Sunday, August 10, 2014

Switchbacks Are For Suckers

Hiking the Adirondack Seward Range & Seymour Mountain

I have hiked all over the place, from New Zealand to Montana.  I believe that nowhere - nowhere - brings the misery like the Adirondacks.  Thick clouds of blackflies, bad weather, knee-deep mud, horrifically steep and eroded trails...

Yeah, "trails."

Dave and I had a good dose of horrifically steep and eroded trails when we hiked the Seward Range and Seymour Mountain.  By far, these peaks were the hardest trails of the summer, way harder than anything we hiked in California, Oregon, Washington, Montana, or Wyoming.

Switchbacks?  What are those?  :-)

Our route:

  • Day 1 we hiked in via Ward Brook, made camp at Ward Brook Lean To (just past 2), hiked Seward (3) - Donaldson (4) - Emmons (5) - Donaldson (4) - Seward (3).
  • Day 2 we hiked Seymour (6), broke camp (just past 2), and hiked back out.

The walk in via Ward Brook is totally cruiser.  We chose to tent near the Ward Brook Lean-To, because that site is between the herd path turn-offs for Seward and Seymour.  Other folks stay at Blueberry or #4.  I'd pick Blueberry over #4, so you have a shorter distance back to camp after Seward.

The turn-off for Seward is really easy to find - it's just after this bridge!

The north approach to Seward has the reputation for being awful.  It's muddy, steep, and rough, but it's not insane.  Take the back side of Algonquin, add the cliffs of Cliff, and season with the mud of Iroquois.  So:  muddy, steep, and rough.

The hard part of the day is leaving Emmons.  Why?  The trail is easiest at this point!  But knowing that you are about to reverse all of the hard work you did, going back over the two mountains you just hiked....

Some folks exit down Calkins Brook, but I think that would take just as long.  And the trail really isn't that bad.  Be careful on the way down, though - we missed a cairn and needed to backtrack to avoid a bushwhack.

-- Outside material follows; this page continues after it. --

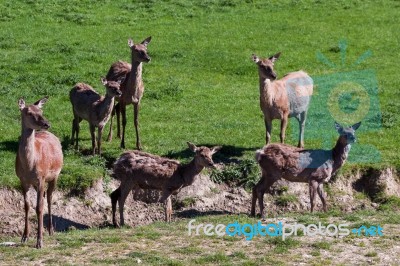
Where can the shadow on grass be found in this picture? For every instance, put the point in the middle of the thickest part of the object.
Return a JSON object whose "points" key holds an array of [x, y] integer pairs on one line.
{"points": [[62, 224], [226, 155], [9, 145]]}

In camp, we found a frog in a tree.  He was cute.

The trail up Seymour is also steep, eroded, and muddy, but not as bad as the north side of Seward.  The trail is easy to find from Ward Brook.  The worst part was the rawness of my shoulder blades under my pack.

After Seymour, it's an easy pack out, again via Ward Brook.  The perfect overnight!

The trip is somewhere around 23ish miles, with somewhere around 5,000 feet of elevation gain.  Of those 23 miles, around 13ish are the aforementioned muddy, steep, eroded, unmaintained summit herd path.  Dave and I averaged about 1 mile per hour on these sections.  

Like I said...  easily the hardest trail I've done all summer...  and right in my backyard!  Take that, Western states with your big mountains!

P.S.  High Peaks count:  37 down, 9 to go!